Another agent that can be used when in concern of high flow communications or direct AV fistula is Onyx. Studies with Onyx advocate proximal embolization of the tumor feeders instead of coils. In this case, both distal vascular bed embolization and embolization of proximal feeders are achieved.19,21 No hemorrhage was reported during follow-up in these studies as well.

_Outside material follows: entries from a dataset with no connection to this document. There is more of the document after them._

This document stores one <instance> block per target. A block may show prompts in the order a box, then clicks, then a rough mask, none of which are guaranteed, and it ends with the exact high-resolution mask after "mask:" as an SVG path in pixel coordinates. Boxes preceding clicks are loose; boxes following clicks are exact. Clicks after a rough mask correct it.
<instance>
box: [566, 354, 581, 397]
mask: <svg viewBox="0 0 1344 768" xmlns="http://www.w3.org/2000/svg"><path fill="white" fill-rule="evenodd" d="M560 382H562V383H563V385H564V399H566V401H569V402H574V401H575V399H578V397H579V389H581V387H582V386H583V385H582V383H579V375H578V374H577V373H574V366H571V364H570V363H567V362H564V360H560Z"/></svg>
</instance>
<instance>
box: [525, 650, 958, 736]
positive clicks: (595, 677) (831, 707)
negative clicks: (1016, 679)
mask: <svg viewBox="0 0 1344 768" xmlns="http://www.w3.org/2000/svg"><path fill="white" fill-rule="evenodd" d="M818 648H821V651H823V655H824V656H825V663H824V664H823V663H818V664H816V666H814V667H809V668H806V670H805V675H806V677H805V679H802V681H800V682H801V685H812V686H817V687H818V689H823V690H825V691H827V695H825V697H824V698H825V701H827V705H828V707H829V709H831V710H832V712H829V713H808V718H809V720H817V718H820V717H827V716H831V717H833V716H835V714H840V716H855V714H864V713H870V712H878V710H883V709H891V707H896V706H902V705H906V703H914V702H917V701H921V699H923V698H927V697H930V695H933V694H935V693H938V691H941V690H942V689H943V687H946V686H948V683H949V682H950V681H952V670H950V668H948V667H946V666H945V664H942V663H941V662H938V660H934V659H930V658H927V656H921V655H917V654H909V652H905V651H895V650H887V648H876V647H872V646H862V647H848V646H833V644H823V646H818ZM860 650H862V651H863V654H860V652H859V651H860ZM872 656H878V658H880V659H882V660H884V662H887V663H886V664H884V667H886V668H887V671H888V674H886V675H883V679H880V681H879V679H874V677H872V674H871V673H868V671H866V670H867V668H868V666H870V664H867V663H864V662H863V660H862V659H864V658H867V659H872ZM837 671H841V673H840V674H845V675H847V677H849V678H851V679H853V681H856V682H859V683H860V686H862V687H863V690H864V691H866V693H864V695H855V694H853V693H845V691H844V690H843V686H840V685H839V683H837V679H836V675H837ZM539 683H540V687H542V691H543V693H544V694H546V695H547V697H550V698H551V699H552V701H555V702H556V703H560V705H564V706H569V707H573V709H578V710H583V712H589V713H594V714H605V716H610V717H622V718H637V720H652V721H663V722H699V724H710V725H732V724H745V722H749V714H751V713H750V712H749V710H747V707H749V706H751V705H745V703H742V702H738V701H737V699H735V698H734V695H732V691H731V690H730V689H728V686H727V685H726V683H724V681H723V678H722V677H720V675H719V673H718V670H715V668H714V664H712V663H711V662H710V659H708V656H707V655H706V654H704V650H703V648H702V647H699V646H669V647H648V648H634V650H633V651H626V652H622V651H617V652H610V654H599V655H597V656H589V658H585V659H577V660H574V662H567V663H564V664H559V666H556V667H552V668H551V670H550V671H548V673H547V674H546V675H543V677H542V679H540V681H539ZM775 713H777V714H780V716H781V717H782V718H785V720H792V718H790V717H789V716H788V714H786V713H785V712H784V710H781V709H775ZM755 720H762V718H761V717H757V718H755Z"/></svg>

Ethanol is an alternative sclerosing agent causing endothelial injury. The inflammatory reaction triggered by the endothelial injury results in vascular thrombosis. Usually, it is delivered as a mixture with lipiodol with or without the use of a balloon catheter. However, there are also centers preferring to use ethanol alone. The advantages of ethanol-lipiodol embolization are: that it provides distal penetration at the capillary level along with thrombosis of the proximal feeders of the lesions. It also obviates the need for conventional iodinated contrast agent use. The need for general anesthesia and pulmonary artery pressure monitoring are the disadvantages of ethanol when used in large amounts as large amounts of bolus injection cause elevation of the pulmonary pressure due to pre-capillary spasm leading to hemodynamic collapse. However, large maximally recommended doses are hardly ever reached in AML embolization. Very slow injection rates and small volumes obviate the need for general anesthesia and pulmonary artery pressure monitoring. The maximum injection rate should be 0.1 mg/kg every 10 min without exceeding a total dose of 0.5 mg/kg.25,28-31
This study data suggested that solely distal particle embolization suffices to prevent bleeding in AMLs. Also, avoiding coil embolization would have a benefit on radiation dose and cost and eliminate the potential risk of hindering endovascular selective catheterization in case of retreatment.
The study’s limitations are its retrospective design with a long inclusion period, the relatively small sample size, non-standardized embolization technique, and relatively short and incomplete follow-up time. No specific indications for the use of proximal embolization with coils were defined, and the decision was made by the performing physician’s discretion.
Transarterial embolization of AMLs is a well-supported, safe and effective treatment option providing reduction in lesion size and preventing hemorrhage, and growing number of centers prefer TAE over surgery as first-line treatment. Although further prospective randomized studies are needed to show superiority between different embolic agents, adding proximal embolization with coils to distal particle embolization showed no clear benefit in terms of safety and efficacy in this study.
Footnotes
Conflict of interest disclosure The authors declared no conflict of interest.